C’est l’une des conséquences de la guerre en Ukraine et des sanctions prises par l’UE contre Moscou depuis février 2022. La Russie rencontre des obstacles croissants pour acheminer ses marchandises vers la Chine. via son vaste réseau ferroviaire de l’Est, analyse Bloomberg dans un long article publié lundi 23 décembre 2024.
La compagnie ferroviaire nationale JSC Chemins de fer russes a récemment approuvé une réduction de 30 % de son programme d’investissement pour l’année à venir en raison de la hausse des coûts d’emprunt, selon les informations de l’agence de presse Tass, qui cite le ministre des Transports. L’augmentation des cargaisons liées à la guerre exacerbe les goulots d’étranglement existants, tandis que les sanctions affectent les paiements transfrontaliers. Ces facteurs, ainsi que des problèmes logistiques de longue date, ralentissent le transport de marchandises comme le charbon et l’aluminium.

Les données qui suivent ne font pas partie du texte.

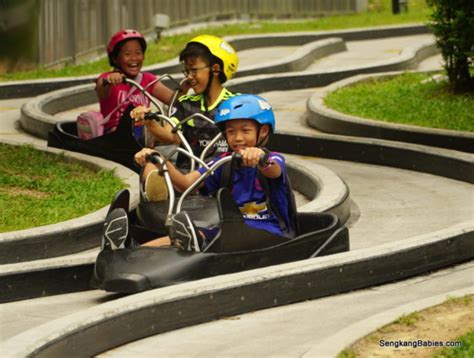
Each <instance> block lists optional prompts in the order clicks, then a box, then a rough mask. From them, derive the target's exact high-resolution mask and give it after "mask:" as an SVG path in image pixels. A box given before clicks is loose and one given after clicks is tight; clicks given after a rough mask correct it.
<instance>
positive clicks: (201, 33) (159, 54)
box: [0, 0, 429, 81]
mask: <svg viewBox="0 0 474 358" xmlns="http://www.w3.org/2000/svg"><path fill="white" fill-rule="evenodd" d="M428 16H429V9H428V7H427V5H426V3H425V1H424V0H410V3H409V11H408V12H403V13H401V14H398V15H393V14H392V10H391V0H369V9H368V11H367V12H365V13H357V14H349V15H338V16H330V15H328V16H325V17H321V18H316V19H310V20H304V21H251V22H250V23H240V24H228V25H223V26H214V27H209V28H206V29H200V30H198V31H193V32H189V33H186V34H181V35H174V36H163V37H162V38H161V40H160V42H159V43H158V44H155V43H153V42H151V41H150V42H149V47H148V50H147V53H146V58H145V66H148V65H152V64H156V63H160V62H163V61H166V60H169V59H172V58H175V57H176V56H177V55H178V53H179V52H180V51H181V50H182V49H183V46H184V44H185V43H186V42H187V41H189V40H190V39H192V38H193V37H195V36H197V35H198V34H202V33H208V34H211V35H217V36H229V35H244V34H257V33H275V32H295V31H324V30H338V29H347V28H358V27H370V26H382V25H394V24H405V23H415V22H418V23H424V22H426V21H427V20H428ZM104 46H105V44H104ZM109 70H110V66H109V65H108V62H107V59H106V58H102V59H101V60H98V61H94V62H90V63H85V64H81V65H71V66H67V67H65V68H62V69H45V68H38V69H36V70H34V71H26V72H15V73H8V74H1V75H0V81H15V80H26V79H39V78H52V77H68V76H82V75H91V74H97V73H102V72H105V71H109Z"/></svg>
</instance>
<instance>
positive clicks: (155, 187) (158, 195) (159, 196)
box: [145, 170, 168, 201]
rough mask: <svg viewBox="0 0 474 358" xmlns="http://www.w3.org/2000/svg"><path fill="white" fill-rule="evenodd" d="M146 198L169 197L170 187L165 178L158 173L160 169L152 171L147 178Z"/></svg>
mask: <svg viewBox="0 0 474 358" xmlns="http://www.w3.org/2000/svg"><path fill="white" fill-rule="evenodd" d="M145 198H146V199H147V200H148V201H163V200H166V199H168V188H167V186H166V182H165V179H164V178H163V177H162V176H161V175H159V174H158V170H153V171H151V172H150V173H149V174H148V176H147V177H146V179H145Z"/></svg>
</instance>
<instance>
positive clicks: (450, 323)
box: [346, 296, 474, 357]
mask: <svg viewBox="0 0 474 358" xmlns="http://www.w3.org/2000/svg"><path fill="white" fill-rule="evenodd" d="M471 330H474V296H465V297H462V298H453V299H449V300H447V301H446V302H445V303H443V304H441V305H438V306H434V307H431V308H428V309H426V310H424V311H420V312H414V313H411V314H409V315H404V316H402V317H400V318H399V319H398V320H396V321H395V322H394V323H391V324H389V325H387V326H385V327H382V328H381V329H379V330H377V331H376V332H374V333H371V334H370V335H368V336H366V337H364V338H362V339H361V340H359V341H357V342H356V343H354V344H353V345H352V346H351V347H349V349H347V350H346V352H347V353H349V354H348V355H347V356H356V357H431V356H432V355H433V353H434V352H435V351H438V350H441V349H443V348H444V347H439V345H440V344H443V345H444V346H445V345H446V343H447V342H453V341H456V338H457V337H459V336H462V335H464V334H466V333H468V332H469V331H471ZM436 345H438V346H436Z"/></svg>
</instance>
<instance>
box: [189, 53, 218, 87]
mask: <svg viewBox="0 0 474 358" xmlns="http://www.w3.org/2000/svg"><path fill="white" fill-rule="evenodd" d="M184 66H185V70H184V71H185V72H187V73H188V74H187V76H186V77H187V79H188V81H189V83H190V85H191V87H192V88H193V90H194V92H195V93H197V94H201V93H203V92H204V91H205V90H206V87H207V84H208V82H209V71H210V70H211V68H210V66H209V65H208V64H207V63H206V62H205V61H204V59H203V58H202V57H200V56H196V57H189V58H187V59H186V60H185V61H184Z"/></svg>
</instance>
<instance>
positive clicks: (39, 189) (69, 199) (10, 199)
mask: <svg viewBox="0 0 474 358" xmlns="http://www.w3.org/2000/svg"><path fill="white" fill-rule="evenodd" d="M0 157H1V158H2V160H1V161H0V212H1V216H0V232H7V231H14V230H21V229H27V228H32V227H36V226H42V225H48V224H53V223H57V222H60V221H64V220H69V219H72V218H75V217H78V216H82V215H85V214H88V213H90V212H92V211H94V210H98V209H100V208H102V207H104V206H106V205H107V204H109V203H110V201H111V199H112V198H113V196H114V194H115V193H116V192H117V191H118V190H119V189H121V188H123V187H124V186H125V185H124V184H123V183H122V182H121V180H120V179H118V178H117V177H116V176H114V173H113V171H98V172H97V171H94V170H92V169H90V168H86V167H85V166H82V165H80V164H78V163H74V162H67V161H66V160H65V158H64V156H62V155H54V154H51V153H46V152H42V151H39V150H36V149H34V148H32V147H30V146H10V145H6V144H1V143H0Z"/></svg>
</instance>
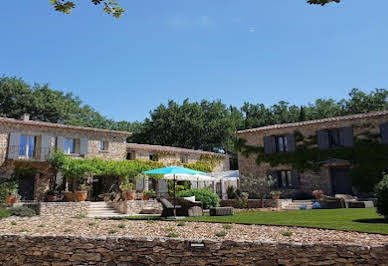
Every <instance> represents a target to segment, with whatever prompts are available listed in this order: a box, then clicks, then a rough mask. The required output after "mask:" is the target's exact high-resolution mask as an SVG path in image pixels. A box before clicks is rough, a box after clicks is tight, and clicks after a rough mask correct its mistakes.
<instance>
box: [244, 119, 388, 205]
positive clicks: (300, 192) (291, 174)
mask: <svg viewBox="0 0 388 266" xmlns="http://www.w3.org/2000/svg"><path fill="white" fill-rule="evenodd" d="M365 135H370V136H375V137H376V142H378V143H381V144H388V111H380V112H373V113H365V114H356V115H349V116H341V117H333V118H326V119H319V120H312V121H304V122H296V123H288V124H277V125H270V126H265V127H259V128H252V129H246V130H241V131H238V132H237V136H238V138H239V139H240V141H242V142H243V143H244V144H243V145H242V149H241V150H240V152H239V154H238V164H239V170H240V180H241V182H242V183H243V180H242V179H243V178H244V176H245V177H246V176H249V175H252V176H254V177H266V176H269V175H271V176H272V177H273V178H274V179H275V180H276V182H277V183H276V186H277V188H278V189H279V190H281V191H282V193H283V194H282V196H283V197H292V196H295V195H296V194H297V193H308V194H310V195H311V192H312V191H313V190H316V189H322V190H323V191H324V193H325V194H329V195H334V194H354V193H356V192H357V191H356V190H355V188H354V186H353V185H352V180H351V176H350V170H351V169H352V165H351V163H350V162H349V161H348V160H346V159H343V158H338V157H333V158H328V159H325V160H324V161H319V162H314V164H313V166H314V168H315V169H304V170H303V171H301V170H300V169H299V170H298V169H296V168H295V167H293V166H292V164H288V163H284V162H282V163H278V164H273V163H272V164H271V161H268V160H267V161H265V160H260V159H258V156H259V157H260V158H262V157H263V156H267V158H269V157H271V158H276V156H282V155H283V156H284V155H286V154H287V153H289V154H290V155H291V156H294V154H295V153H294V152H295V151H296V150H297V149H298V148H300V147H302V146H303V145H306V142H307V141H310V144H309V145H310V146H311V147H312V148H315V149H318V150H319V151H334V150H339V149H341V148H347V149H348V150H349V149H354V148H353V147H354V145H355V143H356V142H357V141H359V140H361V139H365V138H366V136H365ZM244 147H245V148H244ZM386 148H387V149H388V146H387V147H386ZM249 150H250V151H254V152H249ZM268 155H270V156H269V157H268ZM271 165H273V166H271ZM274 165H275V166H274ZM386 166H387V168H386V169H388V161H387V165H386Z"/></svg>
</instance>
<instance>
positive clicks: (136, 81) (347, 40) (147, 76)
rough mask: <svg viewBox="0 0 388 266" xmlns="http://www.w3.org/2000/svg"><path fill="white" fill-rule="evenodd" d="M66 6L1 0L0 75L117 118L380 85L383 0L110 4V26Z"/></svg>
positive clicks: (387, 40) (275, 100)
mask: <svg viewBox="0 0 388 266" xmlns="http://www.w3.org/2000/svg"><path fill="white" fill-rule="evenodd" d="M75 1H76V2H77V3H78V4H79V6H78V8H77V9H75V10H74V11H73V13H72V14H71V15H63V14H59V13H57V12H55V11H53V9H52V7H51V6H50V5H49V4H48V2H49V1H48V0H42V1H36V0H35V1H31V0H18V1H15V0H2V14H1V16H0V75H2V74H3V75H10V76H18V77H22V78H24V79H25V80H26V81H27V82H29V83H33V82H38V83H42V84H43V83H49V84H50V85H51V87H53V88H55V89H58V90H62V91H66V92H73V93H74V94H75V95H78V96H80V98H81V99H82V100H83V101H84V102H85V103H87V104H89V105H91V106H93V107H94V108H95V109H96V110H98V111H99V112H101V113H102V114H103V115H105V116H107V117H109V118H113V119H116V120H129V121H133V120H143V119H144V118H145V117H146V116H148V113H149V111H150V110H151V109H153V108H155V107H156V106H157V105H159V104H160V103H166V102H167V101H168V99H174V100H176V101H182V100H183V99H184V98H187V97H188V98H190V99H191V100H200V99H203V98H205V99H208V100H214V99H221V100H222V101H223V102H225V103H227V104H233V105H236V106H241V105H242V104H243V103H244V102H245V101H249V102H253V103H257V102H260V103H261V102H263V103H265V104H267V105H271V104H274V103H276V102H278V101H279V100H286V101H288V102H290V103H294V104H305V103H308V102H313V101H314V100H315V99H316V98H318V97H322V98H328V97H333V98H336V99H339V98H343V97H346V96H347V93H348V92H349V91H350V89H352V88H355V87H357V88H361V89H363V90H366V91H370V90H372V89H374V88H388V86H387V83H388V81H387V78H388V75H387V74H388V48H387V47H388V35H387V32H388V16H387V15H386V11H387V10H388V1H387V0H374V1H370V0H343V1H342V2H343V3H341V4H330V5H327V6H325V7H321V6H310V5H308V4H306V3H305V0H282V1H272V0H271V1H270V0H266V1H265V0H244V1H236V0H214V1H210V0H195V1H193V0H142V1H136V0H132V1H128V0H121V1H120V2H121V4H122V6H123V7H124V8H125V9H126V10H127V12H126V13H125V15H124V16H123V17H122V18H121V19H114V18H112V17H110V16H109V15H106V14H105V13H103V11H102V10H101V8H98V7H94V6H92V5H91V4H89V3H88V2H89V1H86V0H82V1H80V0H75ZM372 2H373V3H372Z"/></svg>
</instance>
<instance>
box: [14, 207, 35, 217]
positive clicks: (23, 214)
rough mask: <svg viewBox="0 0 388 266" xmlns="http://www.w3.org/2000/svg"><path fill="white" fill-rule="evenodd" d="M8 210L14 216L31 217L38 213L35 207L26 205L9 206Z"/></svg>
mask: <svg viewBox="0 0 388 266" xmlns="http://www.w3.org/2000/svg"><path fill="white" fill-rule="evenodd" d="M8 210H9V212H10V213H11V215H13V216H20V217H31V216H35V215H36V212H35V211H34V210H33V209H30V208H28V207H25V206H20V207H12V208H9V209H8Z"/></svg>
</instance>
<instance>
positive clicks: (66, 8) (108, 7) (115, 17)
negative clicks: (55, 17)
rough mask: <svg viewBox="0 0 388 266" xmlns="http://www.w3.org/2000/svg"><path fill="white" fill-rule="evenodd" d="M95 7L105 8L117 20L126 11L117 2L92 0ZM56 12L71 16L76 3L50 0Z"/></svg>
mask: <svg viewBox="0 0 388 266" xmlns="http://www.w3.org/2000/svg"><path fill="white" fill-rule="evenodd" d="M90 1H91V2H92V3H93V4H94V5H96V6H97V5H100V6H103V9H104V11H105V12H106V13H107V14H111V15H112V16H113V17H115V18H119V17H120V16H121V15H122V14H123V13H124V12H125V10H124V9H123V8H121V7H120V6H119V3H118V1H117V0H90ZM50 2H51V4H52V5H53V6H54V8H55V10H56V11H59V12H62V13H65V14H70V13H71V10H72V9H73V8H75V7H76V4H75V1H68V0H50Z"/></svg>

Selon MMI Research, une société de recherche et d’analyse basée en Russie, la situation a atteint son pire niveau depuis la crise de 2008-2009. « Nous pensons que cela est dû aux besoins de l’armée, qui donne la priorité au fret, ainsi qu’aux défis croissants associés au vieillissement du parc ferroviaire. »détaille le groupe sur Telegram.

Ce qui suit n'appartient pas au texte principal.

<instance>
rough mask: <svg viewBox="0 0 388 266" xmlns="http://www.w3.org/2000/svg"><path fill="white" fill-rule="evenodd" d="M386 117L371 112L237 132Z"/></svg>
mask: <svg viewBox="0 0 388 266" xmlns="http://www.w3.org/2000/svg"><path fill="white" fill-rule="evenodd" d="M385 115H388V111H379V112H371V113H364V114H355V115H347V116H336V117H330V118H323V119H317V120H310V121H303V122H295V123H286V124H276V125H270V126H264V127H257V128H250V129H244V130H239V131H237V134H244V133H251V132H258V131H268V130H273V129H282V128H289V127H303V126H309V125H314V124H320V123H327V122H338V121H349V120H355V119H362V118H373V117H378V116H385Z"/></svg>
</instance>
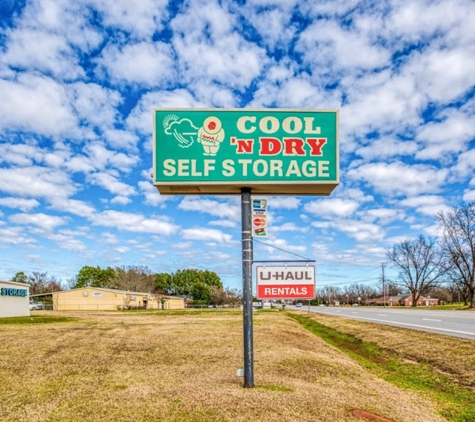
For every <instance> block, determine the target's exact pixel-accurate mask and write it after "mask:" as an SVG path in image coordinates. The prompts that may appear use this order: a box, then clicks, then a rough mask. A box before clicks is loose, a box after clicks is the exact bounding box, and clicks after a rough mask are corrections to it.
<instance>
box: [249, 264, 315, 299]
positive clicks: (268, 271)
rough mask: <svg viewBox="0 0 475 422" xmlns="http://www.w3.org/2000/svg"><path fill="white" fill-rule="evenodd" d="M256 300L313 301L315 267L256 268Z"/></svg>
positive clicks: (276, 267) (290, 266)
mask: <svg viewBox="0 0 475 422" xmlns="http://www.w3.org/2000/svg"><path fill="white" fill-rule="evenodd" d="M256 281H257V298H258V299H270V300H295V299H315V297H316V289H315V267H314V266H311V265H309V266H284V267H281V266H279V267H267V266H258V267H257V268H256Z"/></svg>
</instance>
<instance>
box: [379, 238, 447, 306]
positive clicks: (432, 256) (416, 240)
mask: <svg viewBox="0 0 475 422" xmlns="http://www.w3.org/2000/svg"><path fill="white" fill-rule="evenodd" d="M387 257H388V259H389V261H391V264H392V265H393V266H394V267H395V268H397V269H398V270H399V271H400V273H399V281H398V282H397V284H399V285H401V286H403V287H404V288H406V289H407V290H409V291H410V292H411V295H412V306H413V307H416V306H417V302H418V301H419V298H420V297H421V295H422V294H424V292H425V291H427V290H428V289H430V288H431V287H434V286H435V285H437V284H438V283H440V282H441V280H442V277H444V275H445V274H446V273H447V266H446V265H445V262H444V255H443V253H442V251H441V248H440V246H439V244H438V243H437V242H436V241H435V239H430V238H429V239H426V238H425V237H424V236H422V235H420V236H419V237H418V238H417V239H415V240H404V241H403V242H401V243H398V244H396V245H394V246H393V247H392V248H391V249H389V250H388V252H387Z"/></svg>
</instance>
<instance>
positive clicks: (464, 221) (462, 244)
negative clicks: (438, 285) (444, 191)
mask: <svg viewBox="0 0 475 422" xmlns="http://www.w3.org/2000/svg"><path fill="white" fill-rule="evenodd" d="M437 219H438V221H439V226H440V227H441V229H442V230H443V245H444V250H445V252H446V254H447V258H448V260H449V264H450V271H449V279H450V280H451V281H452V282H453V283H454V284H456V285H457V286H458V289H459V291H460V292H464V291H468V296H469V297H468V299H469V302H470V304H469V307H470V308H475V201H474V202H471V203H469V204H462V205H461V206H460V207H458V208H455V207H454V208H452V209H451V210H449V211H447V212H440V213H438V214H437Z"/></svg>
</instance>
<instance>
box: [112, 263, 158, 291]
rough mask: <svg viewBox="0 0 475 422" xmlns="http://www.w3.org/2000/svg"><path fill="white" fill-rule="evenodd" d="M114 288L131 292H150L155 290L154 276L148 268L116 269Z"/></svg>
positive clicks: (151, 272) (133, 266)
mask: <svg viewBox="0 0 475 422" xmlns="http://www.w3.org/2000/svg"><path fill="white" fill-rule="evenodd" d="M112 281H113V284H114V288H116V289H121V290H128V291H133V292H151V291H153V290H154V289H155V275H154V274H153V273H152V271H151V270H150V269H149V268H148V267H143V266H138V265H135V266H134V265H130V266H123V267H120V268H116V269H115V272H114V277H113V280H112Z"/></svg>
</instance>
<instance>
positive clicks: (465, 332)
mask: <svg viewBox="0 0 475 422" xmlns="http://www.w3.org/2000/svg"><path fill="white" fill-rule="evenodd" d="M353 318H356V319H363V320H365V321H377V322H384V323H385V324H388V323H392V324H394V325H396V326H406V327H416V328H424V329H428V330H434V331H443V332H447V333H457V334H464V335H469V336H472V337H473V336H475V332H469V331H458V330H448V329H445V328H434V327H426V326H425V325H418V324H407V323H404V322H395V321H388V320H386V319H377V318H365V317H361V316H357V317H353Z"/></svg>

Le réseau ferroviaire de l’Est sous pression
Les chemins de fer russes, autrefois capables d’emprunter sur les marchés publics pour financer leurs investissements, sont désormais largement coupés de ces différents réseaux en raison des sanctions. Le soutien du gouvernement est limité, le budget ayant été réorienté vers la guerre. Le pays a récemment concentré ses échanges commerciaux vers l’Asie, notamment avec la Chine, et s’est appuyé sur le « Polygone oriental », un réseau ferroviaire reliant Moscou à l’Extrême-Orient.
Ce réseau a longtemps souffert de retards de chargement fréquents et d’infrastructures inefficaces, mais la situation s’aggrave encore. La demande de transport, tant vers la Russie que depuis le pays dirigé par Vladimir Poutine, dépasse de loin la capacité du système, malgré les milliards investis dans les améliorations. « Les contraintes d’infrastructure, malgré l’augmentation de la capacité de transport, persistent sur les lignes Baïkal-Amour et Transsibérien »a communiqué le ministre des Transports, Roman Starovoit, cité par Bloomberg. Le volume de fret des chemins de fer russes a diminué de 5,2 % en l’espace d’un an, selon MMI Research, basé sur des chiffres de novembre 2024.
Investissement réduit, perturbations croissantes
Désormais, l’entreprise envisagerait de réduire son programme d’investissement de 30 % d’ici 2030, le ramenant à 7 900 milliards de roubles (environ 71,5 milliards d’euros), comme l’a rapporté le journal Kommersant le mois dernier. Cette réduction pourrait également concerner l’agrandissement du Polygone Oriental, croit savoir le même média, mais le ministère de l’Economie n’a pas souhaité confirmer officiellement cette information.
Les retards de livraison affectent les exportations de charbon et d’aluminium. Les exploitants de charbon ont signalé des difficultés à expédier leurs produits en raison des goulots d’étranglement ferroviaires. United Co. Rusal, le plus grand producteur d’aluminium en dehors de la Chine, a stocké des centaines de milliers de tonnes de métal dans ses fonderies sibériennes, la capacité ferroviaire limitée empêchant la croissance de ses exportations.
Avant 2022, United Co. Rusal vendait de l’aluminium à la Chine de manière ponctuelle. Mais après les sanctions occidentales, l’entreprise a redirigé une grande partie de ses exportations vers l’Asie, vendant désormais plus d’un million de tonnes par an, soit un tiers de sa production annuelle. Une stratégie visant à renforcer sa position sur un marché clé, tout en cherchant à compenser les pertes générées par les restrictions internationales.